HyukjinKwon opened a new pull request, #56724:
URL: https://github.com/apache/spark/pull/56724

   ### What changes were proposed in this pull request?
   Group the abort-path test `MetricsFailureInjectionSuite."Force checksum 
mismatch aborts a downstream ResultStage"` by the high-cardinality `id` column 
instead of the 5-value `low_cardinality_col`, so every one of the 20 reducer 
partitions reads the corrupted mapper-0.
   
   ### Why are the changes needed?
   The test was flaky under Maven (~3/10 scheduled runs; it always passed on 
SBT).

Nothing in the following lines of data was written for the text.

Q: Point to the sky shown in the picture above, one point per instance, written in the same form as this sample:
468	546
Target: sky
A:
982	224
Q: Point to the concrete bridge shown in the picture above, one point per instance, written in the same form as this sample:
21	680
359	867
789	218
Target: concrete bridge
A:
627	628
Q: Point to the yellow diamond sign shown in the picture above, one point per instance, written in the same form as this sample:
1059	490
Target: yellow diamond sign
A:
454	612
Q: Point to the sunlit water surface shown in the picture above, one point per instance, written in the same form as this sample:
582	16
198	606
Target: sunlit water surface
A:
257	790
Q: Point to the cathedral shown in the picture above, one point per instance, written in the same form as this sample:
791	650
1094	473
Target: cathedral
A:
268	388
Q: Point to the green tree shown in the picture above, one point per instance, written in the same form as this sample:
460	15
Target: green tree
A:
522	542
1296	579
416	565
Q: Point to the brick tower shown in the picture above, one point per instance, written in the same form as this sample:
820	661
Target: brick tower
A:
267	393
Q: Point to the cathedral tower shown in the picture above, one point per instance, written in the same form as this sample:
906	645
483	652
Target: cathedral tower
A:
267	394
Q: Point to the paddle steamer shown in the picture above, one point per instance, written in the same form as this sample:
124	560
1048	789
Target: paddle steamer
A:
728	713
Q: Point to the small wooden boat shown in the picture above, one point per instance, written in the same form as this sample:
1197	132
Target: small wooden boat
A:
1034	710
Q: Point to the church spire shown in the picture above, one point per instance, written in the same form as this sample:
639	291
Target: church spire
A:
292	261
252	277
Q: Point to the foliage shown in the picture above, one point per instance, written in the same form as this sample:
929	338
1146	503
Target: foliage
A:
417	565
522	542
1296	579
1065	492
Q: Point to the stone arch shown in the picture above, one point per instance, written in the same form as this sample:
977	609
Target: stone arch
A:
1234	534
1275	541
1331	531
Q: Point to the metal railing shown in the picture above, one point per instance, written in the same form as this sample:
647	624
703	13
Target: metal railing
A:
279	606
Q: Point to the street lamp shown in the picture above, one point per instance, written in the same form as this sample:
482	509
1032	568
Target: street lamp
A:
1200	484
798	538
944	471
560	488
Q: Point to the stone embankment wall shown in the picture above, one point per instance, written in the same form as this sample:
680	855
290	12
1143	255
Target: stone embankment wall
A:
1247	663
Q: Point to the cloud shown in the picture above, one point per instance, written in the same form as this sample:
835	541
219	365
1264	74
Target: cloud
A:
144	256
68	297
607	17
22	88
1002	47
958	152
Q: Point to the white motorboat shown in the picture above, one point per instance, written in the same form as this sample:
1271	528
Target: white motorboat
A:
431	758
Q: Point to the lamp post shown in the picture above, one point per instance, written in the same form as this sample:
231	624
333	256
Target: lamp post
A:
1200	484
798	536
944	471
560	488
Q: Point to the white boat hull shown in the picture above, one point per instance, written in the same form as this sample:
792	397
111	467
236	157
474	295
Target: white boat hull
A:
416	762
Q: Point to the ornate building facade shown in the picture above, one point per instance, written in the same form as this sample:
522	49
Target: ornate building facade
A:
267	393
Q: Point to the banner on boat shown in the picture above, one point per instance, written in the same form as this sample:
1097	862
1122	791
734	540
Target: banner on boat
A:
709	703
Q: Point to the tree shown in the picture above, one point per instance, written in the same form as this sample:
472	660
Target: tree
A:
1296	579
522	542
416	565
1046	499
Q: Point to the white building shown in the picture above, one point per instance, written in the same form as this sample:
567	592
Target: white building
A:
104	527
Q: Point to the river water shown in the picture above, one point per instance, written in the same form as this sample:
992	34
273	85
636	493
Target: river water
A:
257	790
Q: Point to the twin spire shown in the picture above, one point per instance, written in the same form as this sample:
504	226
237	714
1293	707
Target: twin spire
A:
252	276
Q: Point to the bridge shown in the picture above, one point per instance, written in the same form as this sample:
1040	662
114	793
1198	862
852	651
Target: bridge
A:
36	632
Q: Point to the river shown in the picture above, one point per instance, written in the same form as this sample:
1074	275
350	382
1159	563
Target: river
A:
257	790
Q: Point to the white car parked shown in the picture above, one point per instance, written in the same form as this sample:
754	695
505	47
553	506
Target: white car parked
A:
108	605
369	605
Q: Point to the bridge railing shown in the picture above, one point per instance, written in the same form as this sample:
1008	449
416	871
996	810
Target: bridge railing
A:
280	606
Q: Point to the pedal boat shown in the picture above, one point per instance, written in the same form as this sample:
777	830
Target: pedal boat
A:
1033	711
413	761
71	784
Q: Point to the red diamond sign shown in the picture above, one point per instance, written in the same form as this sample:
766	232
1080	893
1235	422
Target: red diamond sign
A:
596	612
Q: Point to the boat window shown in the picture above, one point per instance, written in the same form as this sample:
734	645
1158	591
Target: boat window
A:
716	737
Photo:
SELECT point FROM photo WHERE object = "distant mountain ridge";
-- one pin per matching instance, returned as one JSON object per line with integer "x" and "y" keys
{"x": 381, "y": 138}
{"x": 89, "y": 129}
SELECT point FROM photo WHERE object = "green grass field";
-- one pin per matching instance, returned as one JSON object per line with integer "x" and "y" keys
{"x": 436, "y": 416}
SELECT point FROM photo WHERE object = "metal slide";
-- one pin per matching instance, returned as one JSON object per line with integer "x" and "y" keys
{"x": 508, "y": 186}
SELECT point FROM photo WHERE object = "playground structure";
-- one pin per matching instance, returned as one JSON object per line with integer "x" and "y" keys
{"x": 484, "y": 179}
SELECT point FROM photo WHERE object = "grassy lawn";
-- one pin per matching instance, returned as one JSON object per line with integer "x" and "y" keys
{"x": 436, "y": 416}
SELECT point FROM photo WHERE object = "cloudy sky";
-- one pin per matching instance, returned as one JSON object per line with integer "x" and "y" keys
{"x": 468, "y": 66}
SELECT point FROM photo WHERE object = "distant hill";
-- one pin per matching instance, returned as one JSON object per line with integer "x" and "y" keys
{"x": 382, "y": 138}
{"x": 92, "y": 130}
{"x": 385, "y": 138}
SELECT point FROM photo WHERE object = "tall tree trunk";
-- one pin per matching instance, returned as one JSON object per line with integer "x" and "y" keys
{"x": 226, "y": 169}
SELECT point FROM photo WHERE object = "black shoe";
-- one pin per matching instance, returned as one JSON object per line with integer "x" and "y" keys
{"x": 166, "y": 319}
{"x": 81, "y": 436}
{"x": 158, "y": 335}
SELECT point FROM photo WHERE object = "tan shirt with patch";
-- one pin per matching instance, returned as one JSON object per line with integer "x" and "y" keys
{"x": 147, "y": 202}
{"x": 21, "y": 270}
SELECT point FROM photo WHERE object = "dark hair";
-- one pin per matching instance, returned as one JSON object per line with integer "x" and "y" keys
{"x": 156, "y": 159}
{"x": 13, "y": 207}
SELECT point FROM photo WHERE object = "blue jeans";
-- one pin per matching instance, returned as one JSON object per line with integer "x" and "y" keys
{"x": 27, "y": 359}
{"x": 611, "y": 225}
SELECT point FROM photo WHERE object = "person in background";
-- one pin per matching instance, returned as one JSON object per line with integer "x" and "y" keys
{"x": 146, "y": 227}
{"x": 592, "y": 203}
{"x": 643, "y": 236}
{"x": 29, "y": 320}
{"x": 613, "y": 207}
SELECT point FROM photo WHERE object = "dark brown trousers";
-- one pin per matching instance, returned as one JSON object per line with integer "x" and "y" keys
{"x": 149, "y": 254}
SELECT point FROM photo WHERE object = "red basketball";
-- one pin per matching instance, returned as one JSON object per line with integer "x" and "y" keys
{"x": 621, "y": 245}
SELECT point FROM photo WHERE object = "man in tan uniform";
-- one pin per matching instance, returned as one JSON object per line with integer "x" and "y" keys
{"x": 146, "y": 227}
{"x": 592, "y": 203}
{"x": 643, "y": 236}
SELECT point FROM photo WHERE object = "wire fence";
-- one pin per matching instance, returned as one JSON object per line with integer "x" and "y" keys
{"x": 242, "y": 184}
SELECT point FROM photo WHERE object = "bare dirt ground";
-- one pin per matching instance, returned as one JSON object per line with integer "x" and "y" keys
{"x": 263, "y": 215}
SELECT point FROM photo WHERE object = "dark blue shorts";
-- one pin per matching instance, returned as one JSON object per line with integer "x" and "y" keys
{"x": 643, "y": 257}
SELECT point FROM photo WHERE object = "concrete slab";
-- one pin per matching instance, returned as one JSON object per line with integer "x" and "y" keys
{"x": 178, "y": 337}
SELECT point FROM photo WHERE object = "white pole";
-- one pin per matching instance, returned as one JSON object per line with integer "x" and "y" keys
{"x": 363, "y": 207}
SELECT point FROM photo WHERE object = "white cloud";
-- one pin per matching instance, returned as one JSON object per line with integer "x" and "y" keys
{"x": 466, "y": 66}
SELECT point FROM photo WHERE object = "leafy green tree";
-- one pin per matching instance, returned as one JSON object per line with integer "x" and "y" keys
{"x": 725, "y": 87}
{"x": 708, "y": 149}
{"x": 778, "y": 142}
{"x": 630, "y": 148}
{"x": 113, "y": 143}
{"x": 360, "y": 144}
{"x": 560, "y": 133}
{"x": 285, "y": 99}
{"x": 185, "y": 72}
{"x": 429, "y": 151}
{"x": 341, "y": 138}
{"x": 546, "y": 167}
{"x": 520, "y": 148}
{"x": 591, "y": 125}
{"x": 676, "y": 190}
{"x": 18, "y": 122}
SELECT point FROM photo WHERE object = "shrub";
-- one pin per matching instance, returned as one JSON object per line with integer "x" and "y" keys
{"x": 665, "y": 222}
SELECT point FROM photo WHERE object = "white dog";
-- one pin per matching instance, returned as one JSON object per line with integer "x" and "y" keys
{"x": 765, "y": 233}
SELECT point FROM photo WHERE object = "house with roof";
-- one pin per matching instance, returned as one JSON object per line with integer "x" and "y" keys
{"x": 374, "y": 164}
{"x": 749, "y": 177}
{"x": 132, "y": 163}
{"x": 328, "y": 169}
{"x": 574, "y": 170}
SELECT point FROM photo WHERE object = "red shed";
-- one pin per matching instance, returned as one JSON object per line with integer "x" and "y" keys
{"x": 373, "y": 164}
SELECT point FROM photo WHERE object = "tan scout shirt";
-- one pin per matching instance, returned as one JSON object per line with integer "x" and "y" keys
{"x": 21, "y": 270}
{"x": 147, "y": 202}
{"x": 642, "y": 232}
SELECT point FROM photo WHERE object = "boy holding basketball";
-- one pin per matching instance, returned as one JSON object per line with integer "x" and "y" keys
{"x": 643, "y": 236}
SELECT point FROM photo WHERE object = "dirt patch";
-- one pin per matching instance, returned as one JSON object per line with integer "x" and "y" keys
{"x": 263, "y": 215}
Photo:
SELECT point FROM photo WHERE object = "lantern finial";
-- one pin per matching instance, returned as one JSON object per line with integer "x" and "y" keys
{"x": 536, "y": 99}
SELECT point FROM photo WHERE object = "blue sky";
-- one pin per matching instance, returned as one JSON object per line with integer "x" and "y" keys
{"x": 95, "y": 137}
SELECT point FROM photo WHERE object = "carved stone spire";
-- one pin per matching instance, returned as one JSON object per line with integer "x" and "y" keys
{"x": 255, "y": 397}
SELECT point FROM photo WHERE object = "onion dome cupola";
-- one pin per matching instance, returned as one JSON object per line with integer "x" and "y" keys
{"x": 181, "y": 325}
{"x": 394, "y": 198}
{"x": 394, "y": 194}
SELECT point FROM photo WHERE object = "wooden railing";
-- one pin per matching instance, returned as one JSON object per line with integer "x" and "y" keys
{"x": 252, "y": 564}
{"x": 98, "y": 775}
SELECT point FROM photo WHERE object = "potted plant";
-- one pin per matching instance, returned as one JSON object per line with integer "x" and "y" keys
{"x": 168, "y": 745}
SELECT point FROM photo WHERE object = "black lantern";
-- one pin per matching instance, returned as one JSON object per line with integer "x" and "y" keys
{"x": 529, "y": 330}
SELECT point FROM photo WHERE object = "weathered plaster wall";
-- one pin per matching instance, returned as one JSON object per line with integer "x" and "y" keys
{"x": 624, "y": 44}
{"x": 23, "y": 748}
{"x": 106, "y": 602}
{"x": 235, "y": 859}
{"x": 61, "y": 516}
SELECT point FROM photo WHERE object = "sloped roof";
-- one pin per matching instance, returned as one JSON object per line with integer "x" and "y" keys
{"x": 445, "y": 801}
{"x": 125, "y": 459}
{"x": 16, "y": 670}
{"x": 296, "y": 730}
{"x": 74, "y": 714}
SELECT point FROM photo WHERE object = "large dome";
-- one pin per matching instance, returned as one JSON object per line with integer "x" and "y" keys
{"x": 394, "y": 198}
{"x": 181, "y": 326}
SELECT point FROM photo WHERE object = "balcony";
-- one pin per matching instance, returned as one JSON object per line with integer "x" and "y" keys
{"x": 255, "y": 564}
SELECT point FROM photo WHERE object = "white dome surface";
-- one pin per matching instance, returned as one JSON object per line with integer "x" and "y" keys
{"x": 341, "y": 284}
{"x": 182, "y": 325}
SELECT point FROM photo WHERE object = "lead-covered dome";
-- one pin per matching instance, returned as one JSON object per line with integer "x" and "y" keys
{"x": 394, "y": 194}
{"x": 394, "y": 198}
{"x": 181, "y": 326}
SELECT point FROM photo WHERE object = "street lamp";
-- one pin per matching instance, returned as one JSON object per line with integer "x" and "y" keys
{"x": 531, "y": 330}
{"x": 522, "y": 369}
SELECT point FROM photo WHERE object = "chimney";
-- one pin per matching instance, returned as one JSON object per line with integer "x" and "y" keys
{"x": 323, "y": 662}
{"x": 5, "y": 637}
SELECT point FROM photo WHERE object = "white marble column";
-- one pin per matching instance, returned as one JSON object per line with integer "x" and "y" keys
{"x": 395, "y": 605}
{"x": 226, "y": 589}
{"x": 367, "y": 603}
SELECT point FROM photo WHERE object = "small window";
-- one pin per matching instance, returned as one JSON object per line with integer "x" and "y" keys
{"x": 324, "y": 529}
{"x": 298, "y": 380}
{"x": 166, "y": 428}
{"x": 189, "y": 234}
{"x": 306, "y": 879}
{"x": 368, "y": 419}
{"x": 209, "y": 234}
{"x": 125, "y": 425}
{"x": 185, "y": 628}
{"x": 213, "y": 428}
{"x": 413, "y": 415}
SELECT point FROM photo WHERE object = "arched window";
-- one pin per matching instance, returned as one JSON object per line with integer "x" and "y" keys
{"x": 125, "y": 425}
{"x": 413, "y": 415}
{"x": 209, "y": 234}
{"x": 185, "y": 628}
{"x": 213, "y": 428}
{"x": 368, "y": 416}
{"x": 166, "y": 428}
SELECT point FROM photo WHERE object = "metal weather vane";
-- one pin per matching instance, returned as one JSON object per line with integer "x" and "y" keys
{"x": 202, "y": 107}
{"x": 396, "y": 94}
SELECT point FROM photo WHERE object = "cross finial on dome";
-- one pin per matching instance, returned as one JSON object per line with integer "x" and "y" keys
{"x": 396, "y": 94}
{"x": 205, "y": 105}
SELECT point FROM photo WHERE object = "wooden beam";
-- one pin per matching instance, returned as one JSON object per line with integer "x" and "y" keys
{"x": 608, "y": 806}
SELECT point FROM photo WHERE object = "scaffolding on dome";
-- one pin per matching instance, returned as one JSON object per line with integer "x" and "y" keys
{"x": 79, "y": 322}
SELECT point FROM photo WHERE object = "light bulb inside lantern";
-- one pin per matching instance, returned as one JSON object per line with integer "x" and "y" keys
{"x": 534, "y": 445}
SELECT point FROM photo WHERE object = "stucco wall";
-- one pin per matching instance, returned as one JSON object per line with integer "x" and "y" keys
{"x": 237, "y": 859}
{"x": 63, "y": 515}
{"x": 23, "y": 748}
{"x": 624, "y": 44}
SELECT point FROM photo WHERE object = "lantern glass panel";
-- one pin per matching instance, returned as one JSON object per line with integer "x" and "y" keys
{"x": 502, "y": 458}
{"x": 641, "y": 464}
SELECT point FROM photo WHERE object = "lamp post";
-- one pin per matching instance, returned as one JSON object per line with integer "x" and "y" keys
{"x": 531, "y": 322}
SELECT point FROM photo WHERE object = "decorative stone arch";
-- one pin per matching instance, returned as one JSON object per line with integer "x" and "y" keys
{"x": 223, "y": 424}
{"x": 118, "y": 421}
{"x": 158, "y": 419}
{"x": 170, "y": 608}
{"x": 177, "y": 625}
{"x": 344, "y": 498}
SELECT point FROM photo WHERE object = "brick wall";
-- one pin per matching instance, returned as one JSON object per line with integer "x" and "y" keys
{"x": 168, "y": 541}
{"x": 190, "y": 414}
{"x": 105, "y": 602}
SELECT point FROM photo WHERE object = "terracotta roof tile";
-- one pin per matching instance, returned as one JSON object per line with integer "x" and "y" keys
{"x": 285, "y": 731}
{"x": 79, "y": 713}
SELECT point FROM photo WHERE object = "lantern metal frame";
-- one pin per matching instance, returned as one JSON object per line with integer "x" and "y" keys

Only ~5 of the 20 reducer partitions held mapper-0's few low-cardinality 
keys, and the mapper-0 corruption is applied **asynchronously** after the first 
result task succeeds (`RESULT_STAGE_DELAY=1`). The indeterminate-stage abort 
therefore only fired if one of those few partitions happened to be scheduled 
*after* the corruption landed — a scheduling race. Grouping by the 
high-cardinality `id` makes every reducer depend on mapper-0, so once the 
corruption lands the remaining result tasks (dispatched only after the first 
completes, on `local[2]`) deterministically hit it and the abort always fires.
   
   ### Does this PR introduce any user-facing change?
   No, test only.
   
   ### How was this patch tested?
   Ran the suite **20×** under Maven (the environment where it flaked) on a 
fork — all 20 passed.
   
   - ❌ Before (flaky, scheduled `Build / Maven (Scala 2.13, JDK 21)`): 
https://github.com/apache/spark/actions/runs/28035705490
   - ❌ Before (flaky, scheduled `Build / Maven (Scala 2.13, JDK 25)`): 
https://github.com/apache/spark/actions/runs/28035606804
   - ✅ After (this fix, MetricsFailureInjectionSuite ×20 under Maven, all 
green): https://github.com/HyukjinKwon/spark/actions/runs/28066715792
   
   ### Was this patch authored or co-authored using generative AI tooling?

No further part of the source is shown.